La réalité des situations de nos territoires n'est plus tolérable, non seulement pour ceux qui y vivent et subissent la cherté de la vie comme une fatalité, mais aussi pour notre République qui ne doit plus accepter qu'une partie de ses citoyens soit prise en otage par des fournisseurs ou des distributeurs qui les étouffent par des prix exagérément élevés.

C'est la France tout entière, au nom de l'égalité entre les territoires, qui ne doit plus accepter que ces situations d'abus touchent une population, fût-elle ultramarine, qui souffre déjà de conditions économiques et sociales difficiles, encore aggravées par la crise, des territoires où les salaires moyens sont plus bas, les chômeurs plus nombreux mais où les prix sont plus chers. À La Réunion, les prix sont en moyenne 35 % plus élevés que dans l'hexagone, allant jusqu'à 200 % pour les pièces détachées automobiles.

Sachez aussi qu'au nom de la compétitivité supposée les conventions collectives ne sont pas toutes appliquées dans les outre-mer, en particulier dans le commerce, et le chantage à l'emploi y est récurrent dès que l'on aborde cette question.

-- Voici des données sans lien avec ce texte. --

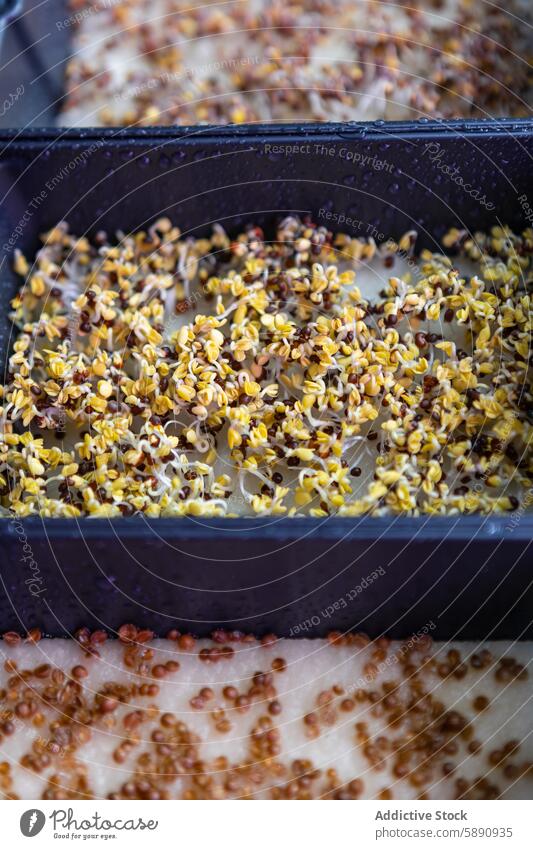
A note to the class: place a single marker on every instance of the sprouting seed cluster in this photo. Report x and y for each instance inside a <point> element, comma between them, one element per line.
<point>214,376</point>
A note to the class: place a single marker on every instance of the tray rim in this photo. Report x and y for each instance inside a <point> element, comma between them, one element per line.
<point>491,527</point>
<point>351,130</point>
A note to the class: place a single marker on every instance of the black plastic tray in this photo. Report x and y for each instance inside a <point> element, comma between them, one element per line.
<point>459,576</point>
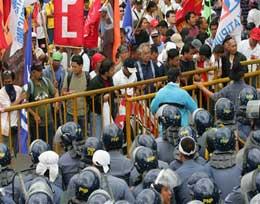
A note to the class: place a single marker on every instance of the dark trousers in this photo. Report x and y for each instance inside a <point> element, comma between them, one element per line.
<point>14,138</point>
<point>42,133</point>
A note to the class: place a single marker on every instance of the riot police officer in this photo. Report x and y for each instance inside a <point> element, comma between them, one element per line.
<point>148,140</point>
<point>91,145</point>
<point>99,197</point>
<point>148,196</point>
<point>202,120</point>
<point>222,164</point>
<point>71,138</point>
<point>149,178</point>
<point>6,173</point>
<point>144,160</point>
<point>187,148</point>
<point>244,125</point>
<point>36,148</point>
<point>116,187</point>
<point>113,141</point>
<point>187,131</point>
<point>206,191</point>
<point>84,183</point>
<point>171,122</point>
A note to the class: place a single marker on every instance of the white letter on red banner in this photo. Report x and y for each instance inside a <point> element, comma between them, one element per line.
<point>68,22</point>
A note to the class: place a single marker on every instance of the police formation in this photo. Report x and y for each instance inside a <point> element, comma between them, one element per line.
<point>210,161</point>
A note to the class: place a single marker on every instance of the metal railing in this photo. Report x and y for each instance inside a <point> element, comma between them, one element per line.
<point>59,111</point>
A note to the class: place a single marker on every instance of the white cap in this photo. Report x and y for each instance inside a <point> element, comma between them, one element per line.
<point>102,158</point>
<point>48,161</point>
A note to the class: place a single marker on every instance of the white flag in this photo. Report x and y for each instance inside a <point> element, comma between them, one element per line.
<point>230,23</point>
<point>17,25</point>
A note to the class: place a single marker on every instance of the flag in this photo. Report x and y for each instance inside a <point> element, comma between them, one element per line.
<point>91,27</point>
<point>230,23</point>
<point>117,39</point>
<point>17,25</point>
<point>3,43</point>
<point>187,6</point>
<point>26,78</point>
<point>6,10</point>
<point>68,22</point>
<point>128,21</point>
<point>206,12</point>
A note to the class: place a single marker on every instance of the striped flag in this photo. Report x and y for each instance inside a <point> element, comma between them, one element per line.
<point>128,21</point>
<point>26,78</point>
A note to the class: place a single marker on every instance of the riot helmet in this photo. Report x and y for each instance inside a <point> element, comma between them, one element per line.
<point>251,160</point>
<point>210,139</point>
<point>146,141</point>
<point>171,116</point>
<point>225,110</point>
<point>5,155</point>
<point>69,133</point>
<point>145,159</point>
<point>113,137</point>
<point>187,131</point>
<point>150,177</point>
<point>202,120</point>
<point>225,140</point>
<point>40,191</point>
<point>37,147</point>
<point>245,95</point>
<point>148,196</point>
<point>99,197</point>
<point>206,191</point>
<point>91,145</point>
<point>255,137</point>
<point>88,181</point>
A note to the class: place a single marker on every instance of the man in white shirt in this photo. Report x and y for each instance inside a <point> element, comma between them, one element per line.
<point>250,47</point>
<point>126,75</point>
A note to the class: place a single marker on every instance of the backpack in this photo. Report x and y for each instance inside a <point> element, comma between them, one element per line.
<point>70,76</point>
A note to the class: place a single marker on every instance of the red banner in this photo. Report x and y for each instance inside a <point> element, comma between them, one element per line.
<point>68,22</point>
<point>92,25</point>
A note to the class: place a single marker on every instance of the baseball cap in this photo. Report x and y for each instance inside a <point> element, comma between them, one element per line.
<point>196,43</point>
<point>36,66</point>
<point>56,56</point>
<point>255,34</point>
<point>177,39</point>
<point>154,33</point>
<point>154,23</point>
<point>130,65</point>
<point>101,158</point>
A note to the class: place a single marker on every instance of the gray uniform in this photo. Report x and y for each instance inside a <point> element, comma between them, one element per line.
<point>69,166</point>
<point>121,166</point>
<point>57,192</point>
<point>224,171</point>
<point>118,186</point>
<point>235,197</point>
<point>165,150</point>
<point>187,168</point>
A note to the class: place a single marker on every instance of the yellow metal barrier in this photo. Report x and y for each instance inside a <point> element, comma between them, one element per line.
<point>60,114</point>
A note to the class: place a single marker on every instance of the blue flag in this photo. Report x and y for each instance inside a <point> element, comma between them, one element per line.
<point>26,78</point>
<point>128,21</point>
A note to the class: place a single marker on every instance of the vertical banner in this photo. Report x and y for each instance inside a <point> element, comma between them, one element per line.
<point>230,23</point>
<point>91,27</point>
<point>17,25</point>
<point>68,22</point>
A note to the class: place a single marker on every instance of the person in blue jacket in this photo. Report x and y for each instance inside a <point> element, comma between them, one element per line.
<point>174,95</point>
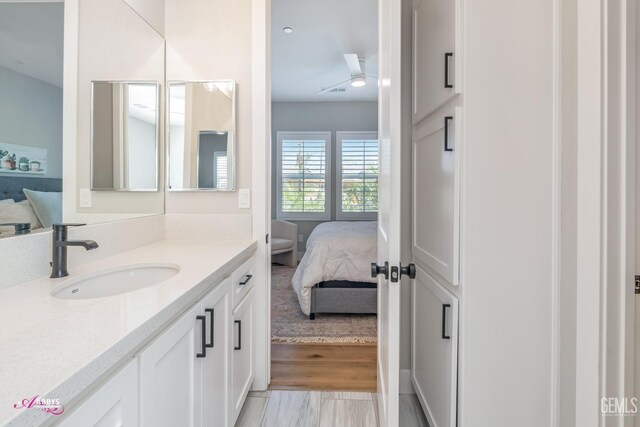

Le projet qui nous est soumis traite en profondeur du problème de la vie chère pour apporter, je le crois, des changements sur le moyen et long terme. Il a été enrichi par des mesures de portée immédiate, agissant sur le court terme, en prévoyant des accords de modération sur les produits de première nécessité.

Certains articles peuvent cependant être améliorés ou complétés, notamment sur la transparence des prix et sur les critères de notification ou de contrôle des concentrations économiques.

Je soutiens, par ailleurs, les amendements de mes collègues qui visent à étendre la portée de ce texte aux secteurs bancaires et de la téléphonie dont on connaît les pratiques et les tarifs prohibitifs.

Ce projet de loi constitue une avancée certaine dans la lutte contre la vie chère. Mais il ne faudra pas s'arrêter en si bon chemin : il faudra l'inscrire dans un ensemble de mesures visant à répondre aux réalités des outre-mer, et en particulier, aux problématiques de la desserte aérienne et de la continuité numérique.

Dans le même esprit, j'appelle de mes voeux la mise en place d'une loi d'orientation agricole pour les outre-mer. Par ailleurs, avec l'ensemble des députés ultramarins, je serai bien évidemment extrêmement vigilant quant au maintien du dispositif de défiscalisation, fondamental pour le fonctionnement de nos économies insulaires. (Applaudissements sur les bancs des groupes SRC, GDR et RRDP.)